Laboratories should begin preparing for changes in the Clinical Laboratory Fee Schedule (CLFS) that are expected to significantly reduce test reimbursements starting in 2018.
On June 17, the Centers for Medicare & Medicaid Services (CMS) released a final rule for implementing provisions of the Protecting Access to Medicare Act of 2014 (PAMA). The rule establishes a framework for recalculating lab fee schedule payments based on rates paid to labs by private payers.

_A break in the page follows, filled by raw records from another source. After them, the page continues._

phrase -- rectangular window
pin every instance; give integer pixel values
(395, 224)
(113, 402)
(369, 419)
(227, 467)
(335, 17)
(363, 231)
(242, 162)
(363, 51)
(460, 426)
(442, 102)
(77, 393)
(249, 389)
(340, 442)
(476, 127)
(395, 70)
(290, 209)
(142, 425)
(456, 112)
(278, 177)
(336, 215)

The change will require that labs report commercial reimbursement amounts and is expected to reduce Medicare lab payments by $390 million in 2018, according to CMS1. PAMA authorizes rate reductions of up to 10% per year for the three year period starting in 2018, and up to 15% per year for the following three-year period, beginning in 2021. About $7 billion is paid by Medicare each year under the CLFS for approximately 1,300 clinical diagnostic tests.2
According to the rule, laboratories and physician offices that have more than $12,500 in Medicare revenues from laboratory services and receive more than 50% of their Medicare revenues from laboratory and physician services during the six-month data collection period must report private payer payment information to CMS. Labs will be required to report private payer rates for each test, the volume of tests paid at each rate, and the specific codes associated with the test.3
Reporting must reflect all discounts, rebates coupons and other price concessions, according to CMS. Under PAMA, CMS is authorized to impose civil monetary penalties of up to $10,000 per day for each failure to report or each misrepresentation or omission in reporting applicable information. Additional guidance from CMS on reporting should be forthcoming, according to the agency.4
CMS expects that 95% of physician office laboratories and 55% of independent laboratories will not be required to report due to the expenditure threshold. That said, CMS has estimated that the labs required to report account for about 92% of CLFS spending on physician office laboratories and more than 99% of CLFS spending on independent laboratories.5
Data collected between Jan. 1, 2016 and June 30, 2016 will be submitted to CMS in the first quarter of 2017. The new fee schedule, which takes effect Jan. 1, 2018, will be calculated based on the weighted median private payer rate for a given lab test. Certain exceptions will be allowed for new tests and tests defined by statute as new advanced diagnostic laboratory tests (ADLTs). A subsequent reporting period will run from January through June 2019, with the next CLFS revision taking effect Jan. 1, 2021.6
An advisory panel made up of molecular pathologists, clinical laboratory researchers and individuals with clinical laboratory and economics expertise will help establish the new rates, according to CMS.
The final PAMA rule included a number of modifications aimed at addressing concerns expressed by the provider community during the rule comment period. For example, National Provider Identifiers (NPIs) will be used to define applicable laboratories to ensure the inclusion of hospital outreach labs. At the same time, organizations will be able to report at the Taxpayer Identification Number (TIN) level, thus allowing for consolidated reporting by organizations with multiple laboratories.7
CMS also delayed implementation of the new rates by one year, until January 2018. According to CMS, the delay was designed to allow laboratories sufficient time to develop the information systems necessary to collect private payer rates and to review and verify collected data for accuracy before submitting the information to CMS.8
Preparing for revenue reductions
While the cuts will represent a major hit for many laboratories, the good news is that the delayed implementation should give organizations time to prepare effectively for the reduction. Here are four steps labs may want to consider taking to improve their readiness for the coming diminished revenue environment:
- To estimate the likely impact of the payment cuts, practices should consider calculating a 10% reduction in their current CLFS reimbursements. It would also be helpful to review private payer contracts to determine which agreements may be tied to CLFS current year rates. Many private payer reimbursement rates are based on a percentage of equivalent CLFS rates, so practices should anticipate and calculate those projected revenue losses as well.
- Weathering the revenue reductions will require that practices identify new opportunities for reducing operational expenses. In addition, practices should consider exploring expansion or outreach opportunities in pursuit of greater, albeit lower-margin, volume.
- Groups should redouble their efforts to optimize their existing revenue cycle management. This means addressing denials and effectively working accounts receivable to make sure the practice is receiving every dollar to which they are entitled.
- Once CMS provides templates for submitting the commercial payment information, McKesson will be able to extract and aggregate the necessary data from clients’ commercial claims. Groups that are not McKesson clients should work with their IT and billing personnel to make sure they’ll be able to report the required information in the first quarter of 2017.
Developing more efficient, streamlined laboratory operations will be essential as the payment deadline of Jan. 1, 2018 approaches. In the near term, organizations should concentrate on making sure they’re prepared to submit accurate and complete data starting in January of next year.